This Blog has become a forum for a number of serious Pagan women to post and create. Our object is to provide a voice.

Friday, May 15, 2015

The Flowers Always Bloom by Barbara Carvallo


I have had a number of serious health scares recently.  Yesterday I concluded a round of tests, and pending some biopsies – which my doctor tells me she took as merely precautionary measures – I have a diagnosis of a treatable problem that is simply the result of years of living under great stress.
 
As I lay yesterday in a holding area waiting to be heavily sedated, a thing people with serious control issues dread worse than death, I had an intense anxiety reaction which brought on a near hallucinogenic state.  Focusing on my dear husband who was sitting beside me, my rock and sanity, I fought through; because fighting is what I do. 

Images from years gone by surfaced in my mind, like sands below river water shifting into shapes.  Old regrets mingled with old guilt and old battles won and lost.  Faces of friends and enemies and those about which I was never sure became first one then the other with lighting speed.  My long dead and never lamented parents followed me down a cold and narrow hallway into the procedure room.  I heard the nurse from somewhere off behind me talking, trying to divert me from what she took to be nervousness.  I would not be diverted.  I focused first on my father, then on my mother.  I realized that they made me brave, not because I don’t fear, but because I face my fear without hesitation.  They made me strong, because one had to be strong to live with two such monsters and survive.  They taught me when to fish and when to cut bait, when to hold on and when to let go; and that has saved my life more than once.  Through the horror of my childhood they circuitously gave me all they had to give – personal power, perspicacity, finely tuned instincts and a refusal to stay down whether fallen or knocked to the ground.
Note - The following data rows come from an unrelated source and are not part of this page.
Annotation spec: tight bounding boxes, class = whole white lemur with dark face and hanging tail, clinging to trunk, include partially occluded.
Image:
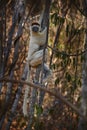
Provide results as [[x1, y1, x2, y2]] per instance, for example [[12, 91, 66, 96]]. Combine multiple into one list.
[[23, 9, 52, 115]]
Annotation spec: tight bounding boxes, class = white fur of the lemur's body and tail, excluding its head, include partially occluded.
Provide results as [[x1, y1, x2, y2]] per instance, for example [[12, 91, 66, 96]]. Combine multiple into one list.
[[23, 23, 47, 116]]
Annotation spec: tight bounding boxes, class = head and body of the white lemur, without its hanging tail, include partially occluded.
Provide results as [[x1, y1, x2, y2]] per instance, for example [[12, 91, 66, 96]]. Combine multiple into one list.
[[28, 22, 47, 67]]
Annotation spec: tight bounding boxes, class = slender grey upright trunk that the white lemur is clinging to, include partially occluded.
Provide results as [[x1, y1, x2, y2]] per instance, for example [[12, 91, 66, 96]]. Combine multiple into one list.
[[26, 0, 51, 130]]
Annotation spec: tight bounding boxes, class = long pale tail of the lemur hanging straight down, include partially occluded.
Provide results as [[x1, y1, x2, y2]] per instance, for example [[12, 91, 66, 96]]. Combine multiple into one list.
[[23, 65, 30, 116]]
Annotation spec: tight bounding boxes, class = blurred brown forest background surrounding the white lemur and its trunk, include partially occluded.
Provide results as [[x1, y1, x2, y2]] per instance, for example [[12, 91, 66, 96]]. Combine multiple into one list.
[[0, 0, 87, 130]]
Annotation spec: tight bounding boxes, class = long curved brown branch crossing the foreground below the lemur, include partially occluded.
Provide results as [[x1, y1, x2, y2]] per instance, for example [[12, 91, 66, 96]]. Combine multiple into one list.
[[0, 79, 87, 121]]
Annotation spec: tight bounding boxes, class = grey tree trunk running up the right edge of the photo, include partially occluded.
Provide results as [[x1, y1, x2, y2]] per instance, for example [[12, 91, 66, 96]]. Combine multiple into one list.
[[78, 0, 87, 130]]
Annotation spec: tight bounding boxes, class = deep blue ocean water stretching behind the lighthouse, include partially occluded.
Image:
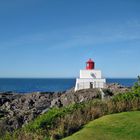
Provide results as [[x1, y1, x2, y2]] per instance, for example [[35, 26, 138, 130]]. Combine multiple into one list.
[[0, 78, 137, 93]]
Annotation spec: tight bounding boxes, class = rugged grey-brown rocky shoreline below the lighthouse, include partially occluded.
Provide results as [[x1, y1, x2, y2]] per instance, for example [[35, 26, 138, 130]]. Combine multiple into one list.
[[0, 83, 130, 135]]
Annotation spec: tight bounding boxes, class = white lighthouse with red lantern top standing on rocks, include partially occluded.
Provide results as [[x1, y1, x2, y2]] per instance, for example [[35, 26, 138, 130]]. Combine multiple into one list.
[[75, 59, 106, 91]]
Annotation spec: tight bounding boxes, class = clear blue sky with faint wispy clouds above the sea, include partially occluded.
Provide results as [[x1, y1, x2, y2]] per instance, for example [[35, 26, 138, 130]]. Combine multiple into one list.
[[0, 0, 140, 78]]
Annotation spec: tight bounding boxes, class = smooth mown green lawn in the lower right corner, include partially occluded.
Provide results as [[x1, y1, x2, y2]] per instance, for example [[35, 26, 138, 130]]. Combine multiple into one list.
[[64, 111, 140, 140]]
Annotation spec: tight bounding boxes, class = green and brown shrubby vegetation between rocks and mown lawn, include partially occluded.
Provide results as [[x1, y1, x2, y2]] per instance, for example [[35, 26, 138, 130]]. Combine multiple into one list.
[[3, 79, 140, 140]]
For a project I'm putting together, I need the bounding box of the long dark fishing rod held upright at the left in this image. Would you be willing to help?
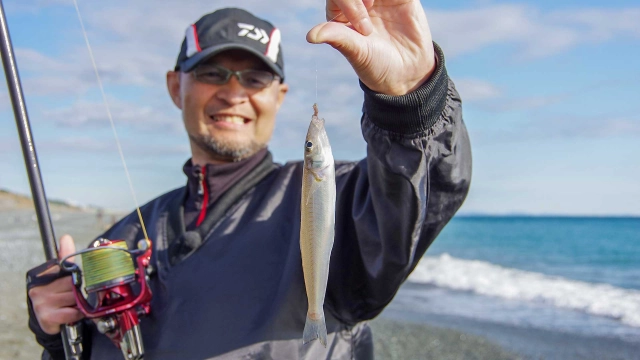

I must have been shivering because the nurse gave me another warm blanket, just as the doctor came into the spacious room facing the Great Rocky Mountain Front Range standing in stark relief against snow covered peaks.  She had a red flower in her hair.  Just as I drifted off to sleep the nurse mentioned that for some reason a lot of people had come to work with flowered smocks that day, and did I notice that doctor had a flower in her hair.  I knew that this must be a message from the Goddess that through all the terror, tragedy, torment and tawdriness of life – the flowers always bloom one way or another.